«Projet 2000»: carpe diem, sti!

«Projet 2000» raconte, avec un humour frivole mâtiné de sarcasme, le pari que se lancent Vincent Magny et sa bande pour la prochaine décennie.
Photo: Tou.tv «Projet 2000» raconte, avec un humour frivole mâtiné de sarcasme, le pari que se lancent Vincent Magny et sa bande pour la prochaine décennie.

Juin 1999. Assommé par la défaite référendaire, le Oui montre quelques signes de vigueur alors que la peur du passage à l’an 2000 gagne les esprits. Fraîchement diplômés du secondaire, Vincent Magny et sa bande font le pacte de vivre « aujourd’hui le demain d’aujourd’hui ». Écrite par Julien Lacroix et Olivier Thivierge, Projet 2000 raconte, avec un humour frivole mâtiné de sarcasme, le pari qu’ils se lancent pour la prochaine décennie.

Défi de taille : leur quête devra être terminée avant que le bogue de l’an 2000 ne sème le chaos dans le trafic aérien, les centrales nucléaires, les banques et, par effet de domino, dans leurs rêves de grandeur. Cette torsion temporelle pimente le cours de la websérie d’apprentissage. À l’instar de son carré d’as, celle-ci tourne les coins ronds en alignant les effets de surprise sans se formaliser de l’assemblage, qui ne craint ni l’absurdité ni même parfois une vulgarité bien grasse digne d’Elvis Gratton.

La réalisation de François St-Amant se coule aux dialogues, ajoutant çà et là une couche d’absurde par des plans facétieux. Dans le rôle-titre, Julien Lacroix en fait beaucoup devant un Mehdi Bousaidan qui, par contraste, déploie des trésors de finesse.

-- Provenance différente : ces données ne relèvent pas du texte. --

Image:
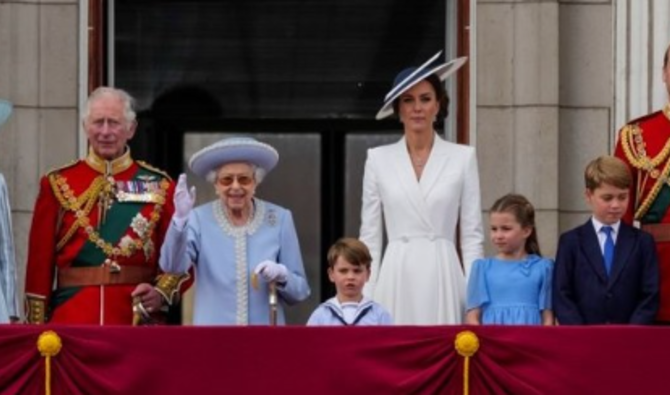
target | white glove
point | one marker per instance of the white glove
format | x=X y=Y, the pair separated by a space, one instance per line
x=183 y=198
x=272 y=271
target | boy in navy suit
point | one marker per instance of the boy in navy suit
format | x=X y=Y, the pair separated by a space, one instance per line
x=606 y=271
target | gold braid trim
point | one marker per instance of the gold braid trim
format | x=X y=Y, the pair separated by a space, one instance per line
x=89 y=197
x=651 y=196
x=66 y=198
x=35 y=309
x=635 y=150
x=168 y=285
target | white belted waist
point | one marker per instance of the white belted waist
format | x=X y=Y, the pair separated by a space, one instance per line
x=407 y=237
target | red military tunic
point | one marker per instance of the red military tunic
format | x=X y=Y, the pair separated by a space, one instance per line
x=71 y=231
x=644 y=144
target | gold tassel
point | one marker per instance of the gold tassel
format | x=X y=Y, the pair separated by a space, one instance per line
x=49 y=345
x=467 y=344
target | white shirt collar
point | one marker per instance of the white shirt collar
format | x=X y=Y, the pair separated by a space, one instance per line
x=597 y=225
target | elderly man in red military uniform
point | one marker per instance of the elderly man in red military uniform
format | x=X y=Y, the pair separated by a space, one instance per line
x=98 y=227
x=644 y=144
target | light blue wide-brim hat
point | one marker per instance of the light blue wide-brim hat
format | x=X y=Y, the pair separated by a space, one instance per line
x=413 y=75
x=231 y=150
x=5 y=111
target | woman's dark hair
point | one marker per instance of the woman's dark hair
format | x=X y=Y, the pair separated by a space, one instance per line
x=524 y=213
x=440 y=94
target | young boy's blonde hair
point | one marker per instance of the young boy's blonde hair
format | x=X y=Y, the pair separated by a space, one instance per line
x=609 y=170
x=350 y=249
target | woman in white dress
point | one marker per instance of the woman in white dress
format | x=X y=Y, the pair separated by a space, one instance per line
x=420 y=190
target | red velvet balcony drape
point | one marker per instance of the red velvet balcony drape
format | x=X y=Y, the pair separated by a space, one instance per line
x=299 y=360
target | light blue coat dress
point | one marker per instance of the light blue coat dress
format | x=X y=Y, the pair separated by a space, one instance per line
x=8 y=300
x=225 y=256
x=368 y=312
x=511 y=292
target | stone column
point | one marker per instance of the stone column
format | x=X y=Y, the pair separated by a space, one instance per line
x=39 y=60
x=518 y=107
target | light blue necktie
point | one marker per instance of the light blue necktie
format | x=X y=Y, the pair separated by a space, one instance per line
x=608 y=251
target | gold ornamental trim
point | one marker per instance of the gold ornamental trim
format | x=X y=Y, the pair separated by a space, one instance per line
x=101 y=186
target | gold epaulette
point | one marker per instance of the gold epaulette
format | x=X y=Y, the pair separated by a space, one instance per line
x=168 y=285
x=65 y=166
x=35 y=309
x=154 y=169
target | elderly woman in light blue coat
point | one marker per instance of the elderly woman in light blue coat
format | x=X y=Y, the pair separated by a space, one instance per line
x=244 y=250
x=8 y=300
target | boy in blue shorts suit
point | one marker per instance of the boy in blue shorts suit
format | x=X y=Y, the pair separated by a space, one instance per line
x=349 y=269
x=606 y=272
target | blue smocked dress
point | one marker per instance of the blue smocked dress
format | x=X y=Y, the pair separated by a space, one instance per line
x=510 y=292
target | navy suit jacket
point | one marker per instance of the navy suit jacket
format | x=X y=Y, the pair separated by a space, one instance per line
x=584 y=294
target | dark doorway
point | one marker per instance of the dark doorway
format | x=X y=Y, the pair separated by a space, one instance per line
x=307 y=76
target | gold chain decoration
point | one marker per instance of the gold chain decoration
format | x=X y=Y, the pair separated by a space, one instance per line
x=635 y=150
x=49 y=345
x=66 y=198
x=467 y=344
x=632 y=134
x=89 y=197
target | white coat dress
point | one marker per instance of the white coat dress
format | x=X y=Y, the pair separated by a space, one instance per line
x=420 y=279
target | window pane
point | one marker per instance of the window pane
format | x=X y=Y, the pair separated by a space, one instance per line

Julianne Côté et Catherine Brunet complètent vertueusement le quatuor entouré d’une galerie de ratés sympathiques. Le tout n’est pas sans défauts, mais reste plaisant, si bien qu’on n’oserait jamais, à l’instar de la blonde de Vincent, conclure que, malgré « ses belles qualités », « ses défauts sont juste trop gros », tant s’en faut.